The Magnificat

When the Virgin Mary consents to the news from the Angel Gabriel that God had chosen her to be the Mother of the Savior, the Gospel of Luke tells us that, after the angel departed, she made haste to the hill country of Judea to visit her cousin Elizabeth.  Gabriel had told her that her cousin was also miraculously with child.  Before this, Elizabeth had been thought barren, which was a source of great shame for her.  But as Gabriel foretold to her husband Zechariah in the Temple (Lk 1:5-25), she would conceive a son despite their old age, and their son would be called John, the forerunner of Christ.   

Our Lady was always attentive to the needs of others, and would have wanted to be of assistance to Elizabeth as she prepared for the birth of John.  But there likely was another reason for her decision to go quickly to the hill country for three months. Mary was betrothed to Joseph, but did not yet live with him.  It was dangerous for a woman to be discovered pregnant outside of marriage, and no one would have believed her story at that point – except Elizabeth.  Only Elizabeth would have understood and rejoiced immediately at the encounter with Our Lady, mysteriously pregnant with the Christ Child.  And so, it is with Elizabeth that Mary finds someone to whom she can safely break her silence and allow what she has been holding inside to pour forth as a song of joy and wonder, which is called the Magnificat. 

My soul proclaims the greatness of the Lord, my spirit rejoices in God my Savior, for He has looked with favor on His humble servant. From this day all generations will call me blessed, the Almighty has done great things for me, and holy is His Name. He has mercy on those who fear Him in every generation. He has shown the strength of his arm, He has scattered the proud in their conceit. He has cast down the mighty from their thrones, and has lifted up the humble. He has filled the hungry with good things, and the rich He has sent away empty. He has come to the help of His servant Israel for He has remembered his promise of mercy, the promise He made to our fathers, to Abraham and his children forever. (Lk 1:46-55) 

This is the longest quote in that we have from the Blessed Mother in Sacred Scripture, and it reveals her inner life – how she thinks and what moves her.  She marvels at the goodness of the Lord to His people, His fidelity, and the way that He uses the smallest, the weakest, and the poorest (like her) to effect His will in the world. 

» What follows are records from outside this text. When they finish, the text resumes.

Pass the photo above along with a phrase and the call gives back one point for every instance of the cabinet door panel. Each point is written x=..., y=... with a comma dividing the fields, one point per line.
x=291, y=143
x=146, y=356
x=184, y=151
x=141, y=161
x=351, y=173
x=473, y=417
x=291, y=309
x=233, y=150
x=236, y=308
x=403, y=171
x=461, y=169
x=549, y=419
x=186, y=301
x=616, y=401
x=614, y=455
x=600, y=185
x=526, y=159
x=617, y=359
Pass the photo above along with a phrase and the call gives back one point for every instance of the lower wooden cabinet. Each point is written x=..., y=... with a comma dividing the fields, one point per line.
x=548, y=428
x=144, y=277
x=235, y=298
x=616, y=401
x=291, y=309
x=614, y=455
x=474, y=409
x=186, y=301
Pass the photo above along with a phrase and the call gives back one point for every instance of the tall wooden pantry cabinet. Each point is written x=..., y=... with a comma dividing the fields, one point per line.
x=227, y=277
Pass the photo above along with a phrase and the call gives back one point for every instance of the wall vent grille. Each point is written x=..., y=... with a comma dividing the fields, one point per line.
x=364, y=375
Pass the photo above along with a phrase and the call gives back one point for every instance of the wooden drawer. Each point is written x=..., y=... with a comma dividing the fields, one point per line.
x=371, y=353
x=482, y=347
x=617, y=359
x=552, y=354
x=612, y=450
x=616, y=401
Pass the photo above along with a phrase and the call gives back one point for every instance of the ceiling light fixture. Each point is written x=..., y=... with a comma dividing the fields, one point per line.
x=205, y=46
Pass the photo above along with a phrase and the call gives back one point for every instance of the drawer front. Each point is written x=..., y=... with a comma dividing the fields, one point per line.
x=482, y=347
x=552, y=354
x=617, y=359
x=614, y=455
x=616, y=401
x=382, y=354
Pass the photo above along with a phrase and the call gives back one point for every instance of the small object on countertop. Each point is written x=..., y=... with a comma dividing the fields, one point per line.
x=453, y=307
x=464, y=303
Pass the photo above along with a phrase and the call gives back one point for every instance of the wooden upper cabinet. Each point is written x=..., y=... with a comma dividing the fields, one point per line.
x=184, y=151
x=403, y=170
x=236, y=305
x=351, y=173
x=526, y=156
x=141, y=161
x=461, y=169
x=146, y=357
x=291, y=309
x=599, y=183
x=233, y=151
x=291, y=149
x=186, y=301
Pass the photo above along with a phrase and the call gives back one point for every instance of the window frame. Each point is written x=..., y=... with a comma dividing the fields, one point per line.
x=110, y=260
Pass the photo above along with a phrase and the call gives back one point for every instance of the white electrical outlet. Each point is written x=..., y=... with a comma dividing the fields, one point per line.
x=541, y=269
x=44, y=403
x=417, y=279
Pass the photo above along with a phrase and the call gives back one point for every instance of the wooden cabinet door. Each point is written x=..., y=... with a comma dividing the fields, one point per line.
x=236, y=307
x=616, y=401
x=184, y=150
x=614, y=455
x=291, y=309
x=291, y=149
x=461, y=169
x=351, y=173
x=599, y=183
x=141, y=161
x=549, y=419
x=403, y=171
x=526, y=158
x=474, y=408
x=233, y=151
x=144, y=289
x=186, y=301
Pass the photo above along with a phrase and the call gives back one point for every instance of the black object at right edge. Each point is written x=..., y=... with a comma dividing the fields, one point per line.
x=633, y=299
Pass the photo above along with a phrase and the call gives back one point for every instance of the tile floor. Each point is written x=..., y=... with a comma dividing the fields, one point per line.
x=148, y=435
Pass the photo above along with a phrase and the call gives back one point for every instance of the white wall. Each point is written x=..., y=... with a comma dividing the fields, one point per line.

The Magnificat is part of the daily prayers that priests and religious promise to pray each day as part of the Divine Office, or the Liturgy of the Hours.  This, along with the Mass, is the greatest prayer that can be offered to God, because through the Liturgy of the Hours the Church prays the Psalms and other prayers as a way of entering into the eternal dialogue of love that the Son offers to the Father in the Holy Spirit.  Our Lady is an image of the Church, and so her hymn of praise expresses what the Church expresses as its members are drawn into the inner life of God Himself.  By praying it along with her, we express our wonder at what the Almighty has done for us, by lifting us poor creatures up into the eternal Divine Embrace, the fulfillment of a promise of mercy that surpasses anything that we could have dreamed up for ourselves.